Lorraine Lawson noticed a large number of articles and discussions on various strategies for building metadata management solutions popping up in the blogosphere, and asked the question, “Why the Big Push for Do-It-Yourself Metadata?”
That struck me as a darn good question. And I’d like to take a shot at answering it.
I believe that metadata management projects inevitably require a certain amount of customization. Well-built ETL tools take that need into consideration, and offer a simple means to extend functionality. The metadata management needs of individual enterprises are so widely varied that trying to create a one-size-fits-all metadata solution borders on the impossible. But writing the whole thing from scratch isn’t the answer either. Custom coding huge chunks of technology that have already been built by a dozen companies is like picking up a hammer and chisel to invent a wheel because you want a custom car.
Tom Spitzer at EC Wise had the right idea in the Information Management article, “Roll Your Own Metadata with ETL Tools.” Start with ETL tools that have already done a fair amount of the work for you, then add the additional functionality that you need just like you would with any other ETL project. He gives a good set of reasons why starting with an ETL-based metadata strategy makes sense:
“ETL products were built to address the various dimensions of the metadata repository population problem. They come equipped with connections to myriad systems and typically are already programmed to interrogate whatever internal metadata those systems contain. They tend to support a wide range of communications and connectivity protocols so that they can track down information wherever it happens to be located…. Finally, these products can be automated to periodically visit the systems they have cataloged and look for new or changed information.”

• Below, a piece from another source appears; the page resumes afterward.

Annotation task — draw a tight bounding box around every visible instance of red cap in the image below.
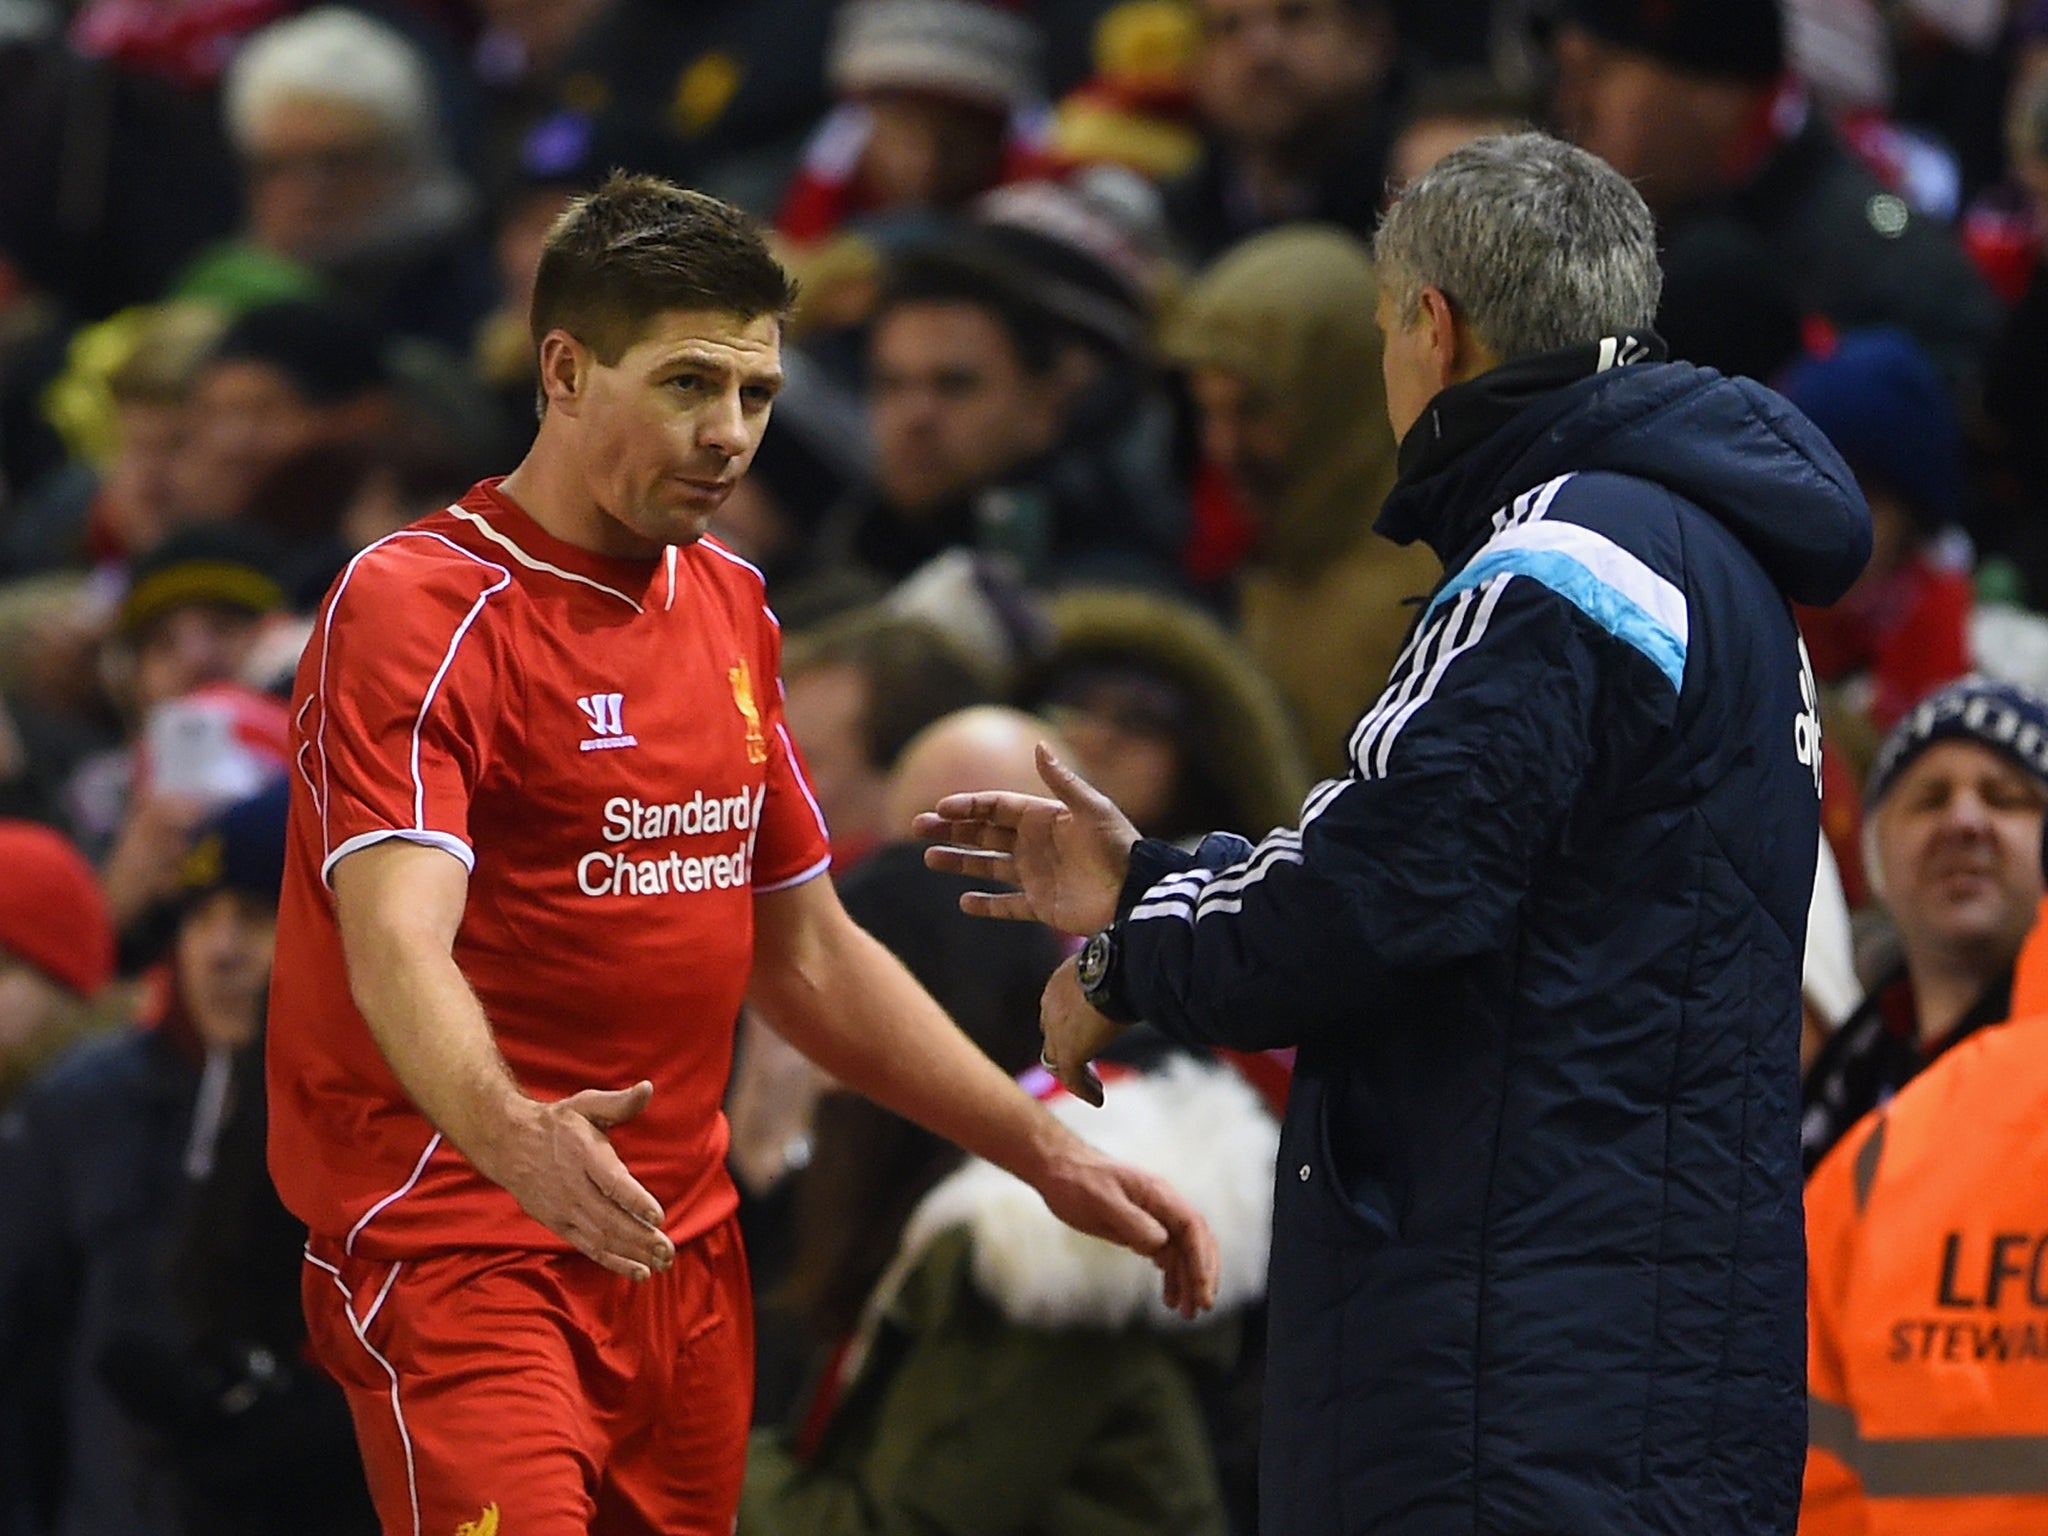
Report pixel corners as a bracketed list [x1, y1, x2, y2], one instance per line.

Another good reason is simply that a fair amount of the metadata you need is embedded in the ETL processes themselves. For example, one source of metadata you frequently need is data lineage, the source, target, and transformation information from those ETL processes. And nothing is better suited to capturing that data than the ETL tool itself.
So, starting with an ETL tool gives you a huge head start over coding everything from scratch, but it doesn’t get you to the finish line because there are guaranteed to be individual semantic matching, or business rule requirements that are unique to your business.
The key is extensibility. If you reach the end of the capabilities of the ETL tool, and you need more, then what? If the tool is not extensible, then the answer is, give up, start over, and build it all from scratch. That’s the frustrating problem with a lot of ETL metadata management “solutions” that lead a lot of people to think they have to build it themselves. They’re proprietary, and not extensible. That makes them just another freakin data silo. You would think that ETL companies would know better.
On the other hand, if the tool allows you to modify, add to, and utilize its metadata storage for managing additional metadata, allows you to customize business rules, add code modules, etc. then all you need to code is the bit that’s special, the aspects that are unique to your needs.
The best custom metadata management solutions start with the collected best practices, pre-built code, and sensible structural framework that an experienced ETL vendor collects over the years of doing thousands of implementations. Like a car manufacturer brings their years of experience to how a stock car needs to be built in order to run smoothly. To that base, smart ETL vendors add the ability to extend that framework by bolting on new code modules, adding custom business rules and semantic clarification, and querying with best-of-breed analytic and business intelligence tools.
If West Coast Customs had to build a new car from the ground up every time someone wanted a unique paint job, engine, or body style, they’d go out of business. Don’t fall into that trap. The process of customizing a metadata solution is the same. Start with the stock model, soup it up, modify it to your heart’s content, and get your dream solution fast.